08/17/11: Leave this law behind

This op-ed appeared in The Virginian-Pilot on the date shown.

“UTOPIAN nonsense.”

That’s what then-chairman of the House of Delegates Education Committee Jim Dillard called No Child Left Behind in 2004, just two years after the law passed.

With the news that only 38 percent of Virginia — and 25 percent of Hampton Roads — schools made adequate progress in the latest round of testing, Dillard, a Republican who retired in 2005 after serving more than 32 years in the House, has proven to be prophetic.

The intent of NCLB is to raise student performance and close the achievement gap between groups of students. Students are to be tested, and each year schools are expected to show progress, with a requirement that an increasing percentage of students pass the tests. By 2014, 100 percent of the students are required to demonstrate proficiency in math and reading.

Virginia implemented NCLB via the Standards of Learning, which tests science and history/social science in addition to math and reading.

For this year, a school was considered successful if 86 percent of tested students passed reading tests and 85 percent passed math.

But this was not an overall score. The federal law requires students in various subgroups, including minorities, low-income and those with disabilities, to pass at the same rate. If a subgroup fails to pass the test, the school is said to have failed to make adequate yearly progress.

Both Norview Elementary in Norfolk and Alanton Elementary in Virginia Beach passed 28 of the 29 AYP elements. In each case, not enough low-income students passed in math. As the result, the schools did not make AYP.

Only in Utopia would meeting more than 96 percent of a goal be considered failing.

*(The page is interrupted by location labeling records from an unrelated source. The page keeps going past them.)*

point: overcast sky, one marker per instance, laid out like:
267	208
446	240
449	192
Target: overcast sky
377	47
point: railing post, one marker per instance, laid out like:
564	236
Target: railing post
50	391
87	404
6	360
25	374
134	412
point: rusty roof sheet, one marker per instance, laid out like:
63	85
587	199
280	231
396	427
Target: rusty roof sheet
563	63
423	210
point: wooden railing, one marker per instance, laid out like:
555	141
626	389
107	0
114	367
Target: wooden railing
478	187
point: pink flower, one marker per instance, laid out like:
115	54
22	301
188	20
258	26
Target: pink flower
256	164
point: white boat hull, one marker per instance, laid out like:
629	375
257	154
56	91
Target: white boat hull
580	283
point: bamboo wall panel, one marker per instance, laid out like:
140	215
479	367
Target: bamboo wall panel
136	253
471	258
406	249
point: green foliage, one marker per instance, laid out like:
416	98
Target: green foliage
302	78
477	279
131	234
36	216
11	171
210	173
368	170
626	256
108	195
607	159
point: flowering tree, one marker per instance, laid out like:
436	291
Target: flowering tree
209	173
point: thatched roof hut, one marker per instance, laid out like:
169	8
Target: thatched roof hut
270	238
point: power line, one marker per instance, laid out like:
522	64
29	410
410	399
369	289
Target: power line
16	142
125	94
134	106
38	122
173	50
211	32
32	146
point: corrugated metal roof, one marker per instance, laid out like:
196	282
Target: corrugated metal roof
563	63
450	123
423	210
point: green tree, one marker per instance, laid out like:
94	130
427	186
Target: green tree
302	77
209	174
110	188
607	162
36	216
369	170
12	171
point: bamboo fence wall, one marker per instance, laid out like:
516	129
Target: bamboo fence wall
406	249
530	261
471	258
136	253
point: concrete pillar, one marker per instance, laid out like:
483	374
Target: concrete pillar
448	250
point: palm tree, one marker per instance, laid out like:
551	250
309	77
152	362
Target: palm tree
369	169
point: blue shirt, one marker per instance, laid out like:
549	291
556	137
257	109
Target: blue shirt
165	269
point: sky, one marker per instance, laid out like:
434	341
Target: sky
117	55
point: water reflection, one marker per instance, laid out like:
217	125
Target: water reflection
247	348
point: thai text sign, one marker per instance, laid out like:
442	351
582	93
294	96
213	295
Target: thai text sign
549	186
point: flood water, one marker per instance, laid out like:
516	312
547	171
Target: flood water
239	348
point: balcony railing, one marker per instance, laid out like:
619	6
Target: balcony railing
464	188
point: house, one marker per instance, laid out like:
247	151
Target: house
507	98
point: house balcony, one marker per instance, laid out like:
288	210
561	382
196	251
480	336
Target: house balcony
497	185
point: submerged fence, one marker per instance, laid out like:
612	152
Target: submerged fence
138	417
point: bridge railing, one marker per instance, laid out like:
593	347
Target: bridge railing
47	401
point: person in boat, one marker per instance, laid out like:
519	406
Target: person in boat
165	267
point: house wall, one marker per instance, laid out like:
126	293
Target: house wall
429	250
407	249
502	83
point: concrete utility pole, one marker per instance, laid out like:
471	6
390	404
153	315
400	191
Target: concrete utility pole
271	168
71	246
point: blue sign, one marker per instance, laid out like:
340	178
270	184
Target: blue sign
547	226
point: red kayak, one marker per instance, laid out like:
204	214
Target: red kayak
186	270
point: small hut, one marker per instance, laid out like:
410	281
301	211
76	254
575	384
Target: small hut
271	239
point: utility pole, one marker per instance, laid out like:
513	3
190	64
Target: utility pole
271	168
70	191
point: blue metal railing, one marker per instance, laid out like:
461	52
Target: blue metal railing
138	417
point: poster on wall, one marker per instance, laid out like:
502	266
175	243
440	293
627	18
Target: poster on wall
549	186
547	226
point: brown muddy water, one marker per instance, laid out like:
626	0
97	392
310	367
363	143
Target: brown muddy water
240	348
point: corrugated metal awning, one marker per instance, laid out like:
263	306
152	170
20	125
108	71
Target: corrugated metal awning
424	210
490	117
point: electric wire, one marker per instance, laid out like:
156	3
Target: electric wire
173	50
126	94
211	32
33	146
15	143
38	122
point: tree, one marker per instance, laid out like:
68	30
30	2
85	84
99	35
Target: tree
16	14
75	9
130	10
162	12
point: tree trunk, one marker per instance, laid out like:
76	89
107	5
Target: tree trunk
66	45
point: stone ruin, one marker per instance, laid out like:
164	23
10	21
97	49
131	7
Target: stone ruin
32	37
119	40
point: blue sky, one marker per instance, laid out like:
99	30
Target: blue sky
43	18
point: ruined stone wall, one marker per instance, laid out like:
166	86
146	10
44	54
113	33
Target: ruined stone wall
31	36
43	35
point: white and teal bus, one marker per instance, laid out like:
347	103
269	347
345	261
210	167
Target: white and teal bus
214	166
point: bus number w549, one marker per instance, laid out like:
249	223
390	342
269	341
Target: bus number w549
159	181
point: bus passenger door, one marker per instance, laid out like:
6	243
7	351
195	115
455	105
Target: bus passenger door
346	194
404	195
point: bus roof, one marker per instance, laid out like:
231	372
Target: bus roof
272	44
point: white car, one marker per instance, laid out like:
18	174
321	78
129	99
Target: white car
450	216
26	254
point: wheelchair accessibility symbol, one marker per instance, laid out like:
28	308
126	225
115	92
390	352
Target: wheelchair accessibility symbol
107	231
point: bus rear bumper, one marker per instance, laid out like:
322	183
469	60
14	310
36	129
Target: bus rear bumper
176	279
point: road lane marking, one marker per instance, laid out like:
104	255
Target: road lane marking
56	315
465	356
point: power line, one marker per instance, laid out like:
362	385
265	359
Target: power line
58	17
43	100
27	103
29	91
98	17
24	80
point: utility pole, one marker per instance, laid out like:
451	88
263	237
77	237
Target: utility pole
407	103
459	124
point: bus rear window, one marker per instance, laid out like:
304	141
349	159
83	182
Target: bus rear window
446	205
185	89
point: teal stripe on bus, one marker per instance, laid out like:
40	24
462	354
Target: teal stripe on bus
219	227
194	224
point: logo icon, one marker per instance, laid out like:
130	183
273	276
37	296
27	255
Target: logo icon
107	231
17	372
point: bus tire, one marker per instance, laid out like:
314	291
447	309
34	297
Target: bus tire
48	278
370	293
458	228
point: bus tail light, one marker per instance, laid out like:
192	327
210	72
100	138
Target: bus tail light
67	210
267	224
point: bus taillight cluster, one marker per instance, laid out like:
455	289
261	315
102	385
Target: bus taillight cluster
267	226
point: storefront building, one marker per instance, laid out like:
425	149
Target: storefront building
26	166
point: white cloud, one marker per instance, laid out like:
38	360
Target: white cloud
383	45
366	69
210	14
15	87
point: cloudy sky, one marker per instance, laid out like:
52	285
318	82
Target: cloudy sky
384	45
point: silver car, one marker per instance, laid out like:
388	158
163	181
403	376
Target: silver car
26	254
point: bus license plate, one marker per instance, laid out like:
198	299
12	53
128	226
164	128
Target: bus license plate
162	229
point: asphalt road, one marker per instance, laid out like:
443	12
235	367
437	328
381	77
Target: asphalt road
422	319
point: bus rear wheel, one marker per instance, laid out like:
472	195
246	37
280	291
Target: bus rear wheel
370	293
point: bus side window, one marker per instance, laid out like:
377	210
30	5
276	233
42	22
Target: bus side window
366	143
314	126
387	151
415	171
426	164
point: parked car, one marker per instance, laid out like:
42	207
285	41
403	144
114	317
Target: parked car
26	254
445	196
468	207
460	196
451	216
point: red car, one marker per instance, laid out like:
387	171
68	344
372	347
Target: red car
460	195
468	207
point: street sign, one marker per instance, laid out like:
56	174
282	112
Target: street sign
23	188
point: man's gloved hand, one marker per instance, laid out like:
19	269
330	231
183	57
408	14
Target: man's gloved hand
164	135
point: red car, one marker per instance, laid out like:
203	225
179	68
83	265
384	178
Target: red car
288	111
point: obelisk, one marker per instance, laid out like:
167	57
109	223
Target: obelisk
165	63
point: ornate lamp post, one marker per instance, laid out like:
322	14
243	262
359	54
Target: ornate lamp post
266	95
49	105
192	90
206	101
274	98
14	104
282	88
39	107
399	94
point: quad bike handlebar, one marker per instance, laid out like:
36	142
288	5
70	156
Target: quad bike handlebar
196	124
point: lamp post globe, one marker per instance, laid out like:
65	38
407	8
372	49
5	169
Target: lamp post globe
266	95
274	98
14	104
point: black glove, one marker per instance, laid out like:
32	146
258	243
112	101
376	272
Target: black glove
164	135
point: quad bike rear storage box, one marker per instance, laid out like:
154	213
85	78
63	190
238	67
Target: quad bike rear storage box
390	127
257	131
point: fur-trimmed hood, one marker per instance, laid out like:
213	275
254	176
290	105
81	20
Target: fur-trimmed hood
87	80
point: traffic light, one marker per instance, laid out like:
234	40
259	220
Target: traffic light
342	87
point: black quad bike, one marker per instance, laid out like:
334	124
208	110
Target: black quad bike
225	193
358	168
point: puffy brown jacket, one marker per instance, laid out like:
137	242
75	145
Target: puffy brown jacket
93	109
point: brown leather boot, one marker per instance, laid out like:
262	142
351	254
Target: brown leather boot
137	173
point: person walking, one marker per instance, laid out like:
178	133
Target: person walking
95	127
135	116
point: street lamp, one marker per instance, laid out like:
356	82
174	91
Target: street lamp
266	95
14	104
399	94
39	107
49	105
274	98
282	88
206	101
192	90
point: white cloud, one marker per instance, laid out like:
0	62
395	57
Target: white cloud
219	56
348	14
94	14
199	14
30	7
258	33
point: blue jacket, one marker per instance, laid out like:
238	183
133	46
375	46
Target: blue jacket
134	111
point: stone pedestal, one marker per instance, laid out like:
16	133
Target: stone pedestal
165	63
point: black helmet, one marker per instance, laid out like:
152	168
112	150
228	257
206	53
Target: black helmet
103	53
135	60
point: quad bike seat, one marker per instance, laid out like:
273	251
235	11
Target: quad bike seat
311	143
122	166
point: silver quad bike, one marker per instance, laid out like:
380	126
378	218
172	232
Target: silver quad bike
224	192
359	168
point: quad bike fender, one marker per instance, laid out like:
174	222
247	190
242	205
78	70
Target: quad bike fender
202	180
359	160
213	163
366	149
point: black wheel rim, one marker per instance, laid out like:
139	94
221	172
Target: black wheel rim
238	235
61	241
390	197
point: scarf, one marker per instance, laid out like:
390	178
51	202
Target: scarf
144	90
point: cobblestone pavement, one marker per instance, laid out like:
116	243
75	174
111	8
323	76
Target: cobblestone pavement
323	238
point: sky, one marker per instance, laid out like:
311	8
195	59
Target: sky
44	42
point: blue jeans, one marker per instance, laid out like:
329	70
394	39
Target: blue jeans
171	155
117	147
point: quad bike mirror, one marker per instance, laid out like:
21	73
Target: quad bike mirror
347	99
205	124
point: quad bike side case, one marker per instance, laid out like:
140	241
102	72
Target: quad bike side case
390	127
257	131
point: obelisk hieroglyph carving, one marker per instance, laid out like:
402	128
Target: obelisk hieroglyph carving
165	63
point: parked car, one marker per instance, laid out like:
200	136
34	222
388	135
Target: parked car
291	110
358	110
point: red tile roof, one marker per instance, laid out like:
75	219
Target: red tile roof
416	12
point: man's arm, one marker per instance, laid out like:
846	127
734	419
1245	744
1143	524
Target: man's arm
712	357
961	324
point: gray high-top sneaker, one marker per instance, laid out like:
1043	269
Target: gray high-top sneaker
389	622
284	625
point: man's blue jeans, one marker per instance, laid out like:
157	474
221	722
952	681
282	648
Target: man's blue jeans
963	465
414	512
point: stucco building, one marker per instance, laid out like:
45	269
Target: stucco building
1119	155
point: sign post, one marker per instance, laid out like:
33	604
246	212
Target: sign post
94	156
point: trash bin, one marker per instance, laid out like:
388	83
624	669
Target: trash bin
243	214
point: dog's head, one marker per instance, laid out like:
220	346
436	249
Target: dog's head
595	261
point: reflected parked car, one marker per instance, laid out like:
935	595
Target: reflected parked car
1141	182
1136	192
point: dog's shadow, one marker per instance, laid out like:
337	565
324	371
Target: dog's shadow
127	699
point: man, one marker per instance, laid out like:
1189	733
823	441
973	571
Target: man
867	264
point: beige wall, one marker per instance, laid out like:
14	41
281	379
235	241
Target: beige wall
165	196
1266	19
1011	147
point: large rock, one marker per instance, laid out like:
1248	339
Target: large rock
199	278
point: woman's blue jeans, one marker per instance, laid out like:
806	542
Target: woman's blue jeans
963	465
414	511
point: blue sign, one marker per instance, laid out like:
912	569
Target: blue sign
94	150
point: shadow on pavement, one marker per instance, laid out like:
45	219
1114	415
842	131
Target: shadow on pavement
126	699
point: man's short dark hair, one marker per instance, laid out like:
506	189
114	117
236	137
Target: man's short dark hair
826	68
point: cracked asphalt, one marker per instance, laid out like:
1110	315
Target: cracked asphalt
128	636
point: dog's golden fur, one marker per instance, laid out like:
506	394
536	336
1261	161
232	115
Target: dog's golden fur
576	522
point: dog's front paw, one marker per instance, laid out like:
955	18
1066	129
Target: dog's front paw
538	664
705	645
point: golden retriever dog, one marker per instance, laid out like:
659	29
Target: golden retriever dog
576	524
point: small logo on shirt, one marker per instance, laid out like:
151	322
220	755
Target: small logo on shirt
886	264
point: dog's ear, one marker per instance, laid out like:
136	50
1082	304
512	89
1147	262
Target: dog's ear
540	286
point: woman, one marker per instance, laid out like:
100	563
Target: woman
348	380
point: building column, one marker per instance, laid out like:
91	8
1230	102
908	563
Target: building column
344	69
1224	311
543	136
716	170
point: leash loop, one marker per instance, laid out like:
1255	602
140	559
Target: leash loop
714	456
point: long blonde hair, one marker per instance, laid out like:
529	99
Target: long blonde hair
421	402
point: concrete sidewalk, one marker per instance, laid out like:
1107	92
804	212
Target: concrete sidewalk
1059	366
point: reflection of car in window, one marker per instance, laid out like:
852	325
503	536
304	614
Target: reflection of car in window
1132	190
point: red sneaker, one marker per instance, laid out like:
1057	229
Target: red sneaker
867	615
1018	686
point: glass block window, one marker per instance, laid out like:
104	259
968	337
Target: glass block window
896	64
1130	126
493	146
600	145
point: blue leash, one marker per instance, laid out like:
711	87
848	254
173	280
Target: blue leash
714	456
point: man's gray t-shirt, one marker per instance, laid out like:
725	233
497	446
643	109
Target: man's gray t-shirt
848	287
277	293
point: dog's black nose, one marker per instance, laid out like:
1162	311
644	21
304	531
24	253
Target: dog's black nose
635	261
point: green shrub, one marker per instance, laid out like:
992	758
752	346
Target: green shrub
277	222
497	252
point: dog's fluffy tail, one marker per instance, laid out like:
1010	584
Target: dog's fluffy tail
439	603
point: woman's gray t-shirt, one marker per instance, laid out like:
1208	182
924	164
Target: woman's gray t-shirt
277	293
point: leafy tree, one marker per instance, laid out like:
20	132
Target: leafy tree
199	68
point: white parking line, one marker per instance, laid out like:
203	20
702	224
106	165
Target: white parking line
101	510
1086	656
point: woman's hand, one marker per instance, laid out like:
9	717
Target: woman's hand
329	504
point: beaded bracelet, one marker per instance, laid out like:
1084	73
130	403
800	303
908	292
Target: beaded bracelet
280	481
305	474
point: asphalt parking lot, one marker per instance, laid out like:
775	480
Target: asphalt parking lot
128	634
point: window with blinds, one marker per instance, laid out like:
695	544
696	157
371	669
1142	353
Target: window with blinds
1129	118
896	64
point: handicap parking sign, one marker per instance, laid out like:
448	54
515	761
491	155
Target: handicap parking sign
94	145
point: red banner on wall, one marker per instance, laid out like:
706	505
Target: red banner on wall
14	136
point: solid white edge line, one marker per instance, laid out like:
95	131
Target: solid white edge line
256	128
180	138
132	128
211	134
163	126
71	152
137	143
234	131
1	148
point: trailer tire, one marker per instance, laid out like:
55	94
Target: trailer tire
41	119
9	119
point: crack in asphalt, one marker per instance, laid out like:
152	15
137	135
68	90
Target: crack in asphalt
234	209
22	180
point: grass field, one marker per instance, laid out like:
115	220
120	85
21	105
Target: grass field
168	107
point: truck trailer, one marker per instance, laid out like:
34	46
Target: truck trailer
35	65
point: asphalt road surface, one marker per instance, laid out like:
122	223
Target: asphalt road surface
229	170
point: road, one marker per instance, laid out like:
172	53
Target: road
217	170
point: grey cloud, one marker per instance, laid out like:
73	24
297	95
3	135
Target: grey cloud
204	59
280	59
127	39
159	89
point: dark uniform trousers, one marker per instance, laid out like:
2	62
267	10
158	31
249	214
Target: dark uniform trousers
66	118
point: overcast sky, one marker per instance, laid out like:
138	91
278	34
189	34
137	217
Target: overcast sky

“Teachers are not failing. Students are not failing. The law is failing,” said state Sen. Edd Houck, a Democrat from Spotsylvania.

Even some of those who originally supported NCLB agree with him.

One of its harshest critics today is former Assistant Secretary of Education Diane Ravitch, once a staunch advocate of the law. Her book, “The Death and Life of the Great American School System,” details what she sees as its failures. One area in particular is the emphasis on standardized testing. She says it has resulted in cheating and in a lowering of standards because “many states have ‘dumbed down’ their tests or changed the scoring of their tests to say that more kids are passing than actually are.”

Even with that, it is estimated that 50 percent of the nation’s schools will be labeled as failing, prompting U.S. Secretary of Education Arne Duncan to announce last week that states will be allowed to request waivers to the sanctions imposed by the law. Virginia has already indicated that it will seek one.

At the root of participation in NCLB is federal funding for education. It was the threat of losing that funding that kept states in the program in the first place: Dillard’s remarks were made after the House of Delegates passed a resolution asking Congress to exempt us from it. Like other states, Virginia did not opt out of the law, because it could not afford to lose the funding.

At a time when Republicans and Democrats can barely agree on the color of the sky, it is telling that opposition to NCLB is virtually universal.

Everyone agrees that we want a well-educated populace. And it seems everyone agrees there should be some way to measure progress toward that goal.

NCLB needs to go. Don’t mend it. End it. We don’t live in Utopia.